Beyond the direct rebate programs, the IRA allocates $3 billion for Environmental and Climate Justice Block Grants, which can be used to fund community-led projects in historically underserved communities, including initiatives to reduce energy costs through renewable energy or energy efficiency. Another IRA program provides $1 billion in funding to increase energy efficiency in affordable housing.

As these new programs are rolled out, it is critically important to ensure that they truly benefit energy insecure households. Policymakers at the metro, state, and federal levels will need to hold landlords accountable to make sure that subsidized energy efficiency and renewable energy improvements don’t result in “renovictions,” as energy upgrade costs are passed along to renters, making rents unaffordable. Goldstein points to possible solutions, such as allowing tenants (and landlords) to pay for retrofits through monthly utility payments (as long as energy savings outweigh improvement costs), or providing compensation to landlords dependent on renewal of leases with prior tenants at comparable rates when renovations have been completed.

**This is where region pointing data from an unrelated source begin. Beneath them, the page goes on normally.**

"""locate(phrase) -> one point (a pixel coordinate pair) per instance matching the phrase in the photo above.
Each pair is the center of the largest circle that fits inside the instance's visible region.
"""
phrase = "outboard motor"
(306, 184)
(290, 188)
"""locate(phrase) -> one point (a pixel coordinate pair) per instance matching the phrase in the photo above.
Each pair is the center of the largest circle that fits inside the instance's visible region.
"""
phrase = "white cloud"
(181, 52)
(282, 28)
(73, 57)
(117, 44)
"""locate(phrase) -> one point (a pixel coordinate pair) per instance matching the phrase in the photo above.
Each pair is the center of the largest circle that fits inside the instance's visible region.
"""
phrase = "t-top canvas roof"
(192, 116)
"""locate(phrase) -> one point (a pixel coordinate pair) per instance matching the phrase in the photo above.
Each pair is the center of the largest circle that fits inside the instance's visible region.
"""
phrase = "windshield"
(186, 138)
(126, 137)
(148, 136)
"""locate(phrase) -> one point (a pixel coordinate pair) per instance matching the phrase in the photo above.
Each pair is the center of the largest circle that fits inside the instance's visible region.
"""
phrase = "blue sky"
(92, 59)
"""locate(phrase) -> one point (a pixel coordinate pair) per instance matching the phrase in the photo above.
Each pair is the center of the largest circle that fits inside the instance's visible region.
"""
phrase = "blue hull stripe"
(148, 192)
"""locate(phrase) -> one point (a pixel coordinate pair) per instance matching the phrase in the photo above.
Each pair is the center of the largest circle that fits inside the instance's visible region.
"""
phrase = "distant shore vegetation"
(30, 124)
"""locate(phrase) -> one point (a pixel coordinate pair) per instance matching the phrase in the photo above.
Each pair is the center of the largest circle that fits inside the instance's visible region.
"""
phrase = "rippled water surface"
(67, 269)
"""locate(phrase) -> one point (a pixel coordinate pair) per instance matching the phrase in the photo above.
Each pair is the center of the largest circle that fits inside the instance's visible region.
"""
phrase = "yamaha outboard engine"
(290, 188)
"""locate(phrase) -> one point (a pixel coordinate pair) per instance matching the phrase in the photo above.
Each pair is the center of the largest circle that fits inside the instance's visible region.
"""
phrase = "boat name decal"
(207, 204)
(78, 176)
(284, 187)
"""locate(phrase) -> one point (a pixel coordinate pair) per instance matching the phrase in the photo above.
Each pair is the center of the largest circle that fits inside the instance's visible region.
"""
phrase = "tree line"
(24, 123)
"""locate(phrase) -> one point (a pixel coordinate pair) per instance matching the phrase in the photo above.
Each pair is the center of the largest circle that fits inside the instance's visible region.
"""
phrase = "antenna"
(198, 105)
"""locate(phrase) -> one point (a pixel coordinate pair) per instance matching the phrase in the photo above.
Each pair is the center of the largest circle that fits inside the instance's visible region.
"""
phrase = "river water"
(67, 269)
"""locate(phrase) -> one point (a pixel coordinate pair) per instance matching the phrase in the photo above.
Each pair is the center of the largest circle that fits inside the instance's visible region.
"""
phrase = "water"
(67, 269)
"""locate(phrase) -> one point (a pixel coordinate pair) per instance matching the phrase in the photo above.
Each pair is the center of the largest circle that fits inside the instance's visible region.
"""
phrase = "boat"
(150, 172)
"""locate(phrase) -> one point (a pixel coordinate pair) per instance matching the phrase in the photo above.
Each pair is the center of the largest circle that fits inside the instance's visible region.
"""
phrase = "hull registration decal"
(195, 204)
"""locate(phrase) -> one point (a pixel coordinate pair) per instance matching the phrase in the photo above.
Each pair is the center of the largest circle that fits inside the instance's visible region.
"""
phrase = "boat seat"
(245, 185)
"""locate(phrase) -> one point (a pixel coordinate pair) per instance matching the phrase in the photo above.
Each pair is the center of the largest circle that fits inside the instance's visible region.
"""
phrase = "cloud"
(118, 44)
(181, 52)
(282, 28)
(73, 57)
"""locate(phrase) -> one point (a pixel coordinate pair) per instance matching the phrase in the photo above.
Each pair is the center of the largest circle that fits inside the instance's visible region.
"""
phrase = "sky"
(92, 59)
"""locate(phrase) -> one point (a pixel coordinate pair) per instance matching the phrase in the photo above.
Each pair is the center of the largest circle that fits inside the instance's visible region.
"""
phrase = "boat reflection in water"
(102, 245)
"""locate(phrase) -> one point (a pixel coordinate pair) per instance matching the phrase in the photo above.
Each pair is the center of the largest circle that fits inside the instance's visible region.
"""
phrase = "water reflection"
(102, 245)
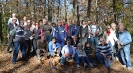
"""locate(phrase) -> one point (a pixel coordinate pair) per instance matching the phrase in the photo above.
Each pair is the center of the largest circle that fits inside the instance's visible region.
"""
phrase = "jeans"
(94, 40)
(125, 55)
(48, 38)
(84, 59)
(40, 52)
(61, 40)
(28, 47)
(76, 58)
(53, 53)
(10, 42)
(19, 46)
(89, 40)
(34, 46)
(101, 59)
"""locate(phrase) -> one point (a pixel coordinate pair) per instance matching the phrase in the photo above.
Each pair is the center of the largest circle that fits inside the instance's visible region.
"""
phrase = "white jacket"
(112, 38)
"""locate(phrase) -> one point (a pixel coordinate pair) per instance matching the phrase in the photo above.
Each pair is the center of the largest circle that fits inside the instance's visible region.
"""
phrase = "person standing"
(28, 33)
(60, 34)
(73, 29)
(11, 26)
(42, 48)
(104, 53)
(46, 30)
(36, 37)
(110, 38)
(54, 47)
(115, 47)
(11, 19)
(83, 32)
(25, 20)
(19, 42)
(125, 40)
(94, 31)
(65, 25)
(68, 51)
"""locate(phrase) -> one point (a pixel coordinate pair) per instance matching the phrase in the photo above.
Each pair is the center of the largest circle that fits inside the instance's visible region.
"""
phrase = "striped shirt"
(106, 49)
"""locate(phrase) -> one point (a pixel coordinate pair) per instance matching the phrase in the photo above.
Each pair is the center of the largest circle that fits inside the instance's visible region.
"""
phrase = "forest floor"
(33, 66)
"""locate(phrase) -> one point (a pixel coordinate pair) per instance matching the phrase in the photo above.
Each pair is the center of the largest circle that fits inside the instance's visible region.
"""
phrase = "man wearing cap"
(9, 32)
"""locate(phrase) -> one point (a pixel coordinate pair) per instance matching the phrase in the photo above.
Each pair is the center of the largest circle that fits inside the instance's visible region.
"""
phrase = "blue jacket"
(73, 30)
(125, 38)
(51, 48)
(60, 34)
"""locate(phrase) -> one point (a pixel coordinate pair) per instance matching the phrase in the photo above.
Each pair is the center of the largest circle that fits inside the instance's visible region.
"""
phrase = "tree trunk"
(88, 8)
(78, 13)
(74, 3)
(65, 9)
(114, 8)
(49, 10)
(0, 24)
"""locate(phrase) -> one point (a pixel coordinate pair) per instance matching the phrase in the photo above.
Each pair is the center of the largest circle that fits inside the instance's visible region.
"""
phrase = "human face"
(59, 23)
(79, 46)
(113, 27)
(88, 45)
(102, 41)
(25, 18)
(53, 40)
(44, 21)
(68, 43)
(28, 22)
(14, 21)
(21, 23)
(89, 22)
(73, 22)
(42, 38)
(84, 22)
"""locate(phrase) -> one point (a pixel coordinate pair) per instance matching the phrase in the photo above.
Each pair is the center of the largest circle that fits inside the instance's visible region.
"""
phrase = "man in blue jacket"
(60, 34)
(54, 47)
(73, 29)
(125, 40)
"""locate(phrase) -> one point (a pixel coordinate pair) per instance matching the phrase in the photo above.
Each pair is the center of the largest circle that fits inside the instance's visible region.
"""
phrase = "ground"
(33, 66)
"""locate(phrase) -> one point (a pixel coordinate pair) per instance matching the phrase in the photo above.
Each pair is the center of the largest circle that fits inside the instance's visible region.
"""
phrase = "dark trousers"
(19, 46)
(28, 47)
(34, 46)
(10, 42)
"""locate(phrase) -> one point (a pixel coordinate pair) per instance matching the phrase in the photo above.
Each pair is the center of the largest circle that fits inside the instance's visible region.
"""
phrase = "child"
(89, 51)
(82, 55)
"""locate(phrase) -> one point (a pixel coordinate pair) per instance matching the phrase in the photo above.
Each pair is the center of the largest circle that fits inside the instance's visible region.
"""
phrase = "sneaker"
(85, 65)
(78, 65)
(117, 59)
(91, 65)
(124, 66)
(129, 68)
(61, 64)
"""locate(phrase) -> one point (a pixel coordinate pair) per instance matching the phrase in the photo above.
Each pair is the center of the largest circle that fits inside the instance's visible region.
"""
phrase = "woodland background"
(103, 11)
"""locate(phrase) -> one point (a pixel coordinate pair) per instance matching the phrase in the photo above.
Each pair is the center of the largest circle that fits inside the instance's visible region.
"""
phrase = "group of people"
(85, 43)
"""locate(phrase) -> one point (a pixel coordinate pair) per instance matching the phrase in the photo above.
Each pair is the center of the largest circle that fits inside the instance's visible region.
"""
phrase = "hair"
(65, 19)
(86, 44)
(53, 23)
(82, 21)
(113, 24)
(79, 44)
(53, 38)
(40, 21)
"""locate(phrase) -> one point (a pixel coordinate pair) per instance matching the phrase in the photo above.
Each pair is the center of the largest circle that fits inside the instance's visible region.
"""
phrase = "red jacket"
(66, 28)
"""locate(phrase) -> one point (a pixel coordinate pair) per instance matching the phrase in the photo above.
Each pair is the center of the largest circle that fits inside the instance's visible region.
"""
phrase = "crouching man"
(19, 42)
(54, 47)
(104, 52)
(68, 51)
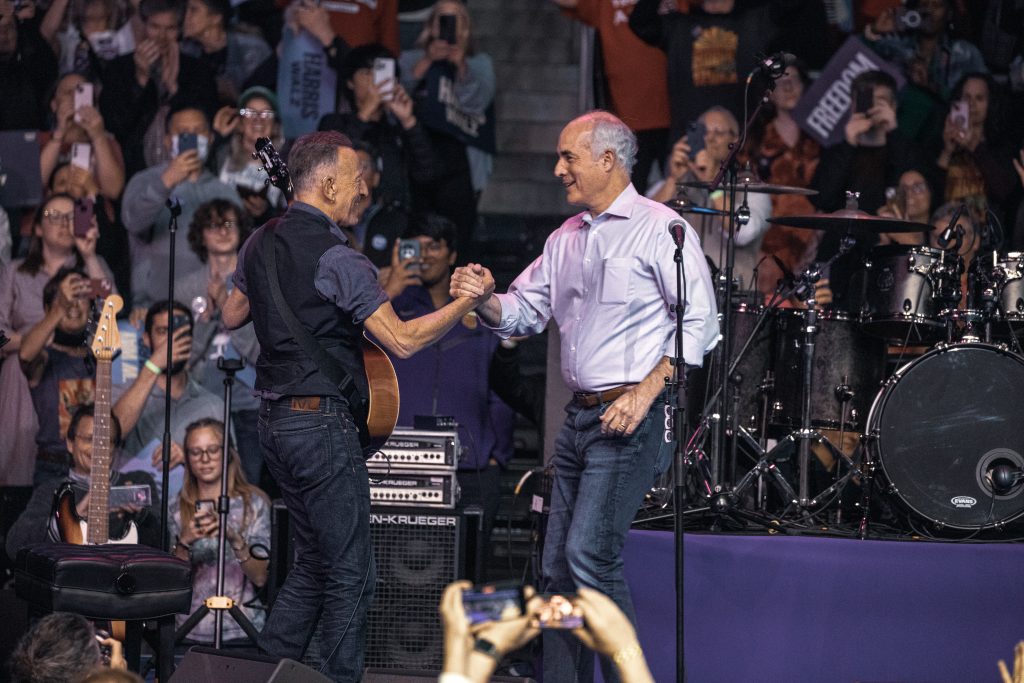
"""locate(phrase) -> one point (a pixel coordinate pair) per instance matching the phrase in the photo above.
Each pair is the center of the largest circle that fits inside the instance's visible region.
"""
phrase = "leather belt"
(591, 399)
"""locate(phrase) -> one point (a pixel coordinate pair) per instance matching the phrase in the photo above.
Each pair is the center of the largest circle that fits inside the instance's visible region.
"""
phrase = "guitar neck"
(99, 475)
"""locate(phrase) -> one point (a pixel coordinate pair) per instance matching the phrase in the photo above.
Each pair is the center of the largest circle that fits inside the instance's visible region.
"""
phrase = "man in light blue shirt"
(607, 279)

Energy burden, insecurity measurements of household income spent on energy expenses, and energy limiting behaviors must also be closely monitored to ensure that weatherization, efficiency, and renewable energy projects effectively reduce energy insecurity for vulnerable communities.

Goldstein et al. and Huang et al. both point to the need to expand investment at the federal and state levels to mitigate the impacts and drivers of energy poverty. In addition to assistance programs, Huang and colleagues point to the need for general investment in infrastructure and jobs to address the root of inequitable energy burdens and improve everyday living conditions.


Featured research:
Drehobl, A., Ross, L. and Ayala, R., 2020. How high are household energy burdens. An Assessment of National and Metropolitan Energy Burdens across the US.
Goldstein, B., Reames, T.G. and Newell, J.P., 2022. Racial inequity in household energy efficiency and carbon emissions in the United States: An emissions paradox. Energy Research & Social Science, 84, p.102365.
Huang, L., Nock, D., Cong, S. and Qiu, Y.L., 2023. Inequalities across cooling and heating in households: Energy equity gaps. Energy Policy, 182, p.113748.